The effect of N-(4-hydroxyphenyl) arachidonoyl-ethanolamide (AM404), a drug commonly used to inhibit the anandamide transporter, on intracellular free Ca2+ levels ([Ca2+](i)) and viability was studied in human MG63 osteosarcoma cells using the fluorescent dyes fura-2 and WST-1, respectively. AM404 at concentrations >= 5 mu M increased [Ca2+](i) in a concentration-dependent manner with an EC50 value of 60 mu M. The Ca2+ signal was reduced partly by removing extracellular Ca2+. AM404 induced Mn2+ quench of fura-2 fluorescence implicating Ca2+ influx. The Ca2+ influx was sensitive to La3+, Ni2+ nifedipine and verapamil.

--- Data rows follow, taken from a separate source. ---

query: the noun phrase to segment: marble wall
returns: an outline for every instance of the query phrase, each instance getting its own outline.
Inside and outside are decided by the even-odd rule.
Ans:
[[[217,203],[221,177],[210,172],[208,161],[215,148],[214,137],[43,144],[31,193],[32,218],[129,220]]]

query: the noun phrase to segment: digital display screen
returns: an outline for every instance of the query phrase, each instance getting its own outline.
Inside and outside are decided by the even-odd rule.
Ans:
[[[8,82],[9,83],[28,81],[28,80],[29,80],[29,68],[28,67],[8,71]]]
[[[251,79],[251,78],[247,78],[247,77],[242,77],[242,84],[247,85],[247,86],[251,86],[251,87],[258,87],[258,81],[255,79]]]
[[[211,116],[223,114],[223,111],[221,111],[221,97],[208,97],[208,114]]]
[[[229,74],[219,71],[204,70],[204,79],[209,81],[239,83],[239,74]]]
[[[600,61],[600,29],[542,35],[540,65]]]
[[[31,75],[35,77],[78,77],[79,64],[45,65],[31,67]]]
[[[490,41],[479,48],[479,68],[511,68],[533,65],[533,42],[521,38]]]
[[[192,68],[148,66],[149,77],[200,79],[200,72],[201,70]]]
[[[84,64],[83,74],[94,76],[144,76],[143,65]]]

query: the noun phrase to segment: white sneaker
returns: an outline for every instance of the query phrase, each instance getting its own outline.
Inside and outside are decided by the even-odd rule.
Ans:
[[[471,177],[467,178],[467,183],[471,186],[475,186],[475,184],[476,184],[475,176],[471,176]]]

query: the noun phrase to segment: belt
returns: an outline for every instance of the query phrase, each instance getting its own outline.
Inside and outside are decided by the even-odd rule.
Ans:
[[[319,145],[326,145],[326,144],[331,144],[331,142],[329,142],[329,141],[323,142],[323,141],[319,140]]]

In Ca2+-free medium, after pretreatment with 1 mu M thapsigargin (an endoplasmic reticulum Ca2+ pump inhibitor), AM404-induced [Ca2+](i) rise was abolished; and conversely, AM404 pretreatment totally inhibited thapsigargin-induced [Ca2+](i) rise. Inhibition of phospholipase C with U73122 did not change AM404-induced [Ca2+](i) rise. At concentrations between 10 and 200 mu M, AM404 killed cells in a concentration-dependent manner presumably by inducing apoptotic cell death. The cytotoxic effect of 50 mu M AM404 was partly reversed by prechelating cytosolic Ca2+ with BAPTA/AM. Collectively, in MG63 cells, AM404 induced [Ca2+](i) rise by causing Ca2+ release from the encloplasmic reticulum in a phospholipase C-independent manner, and Ca2+ influx via L-type Ca2+ channels. AM404 caused cytotoxicity which was possibly mediated by apoptosis. (c) 2008 Published by Elsevier Ireland Ltd.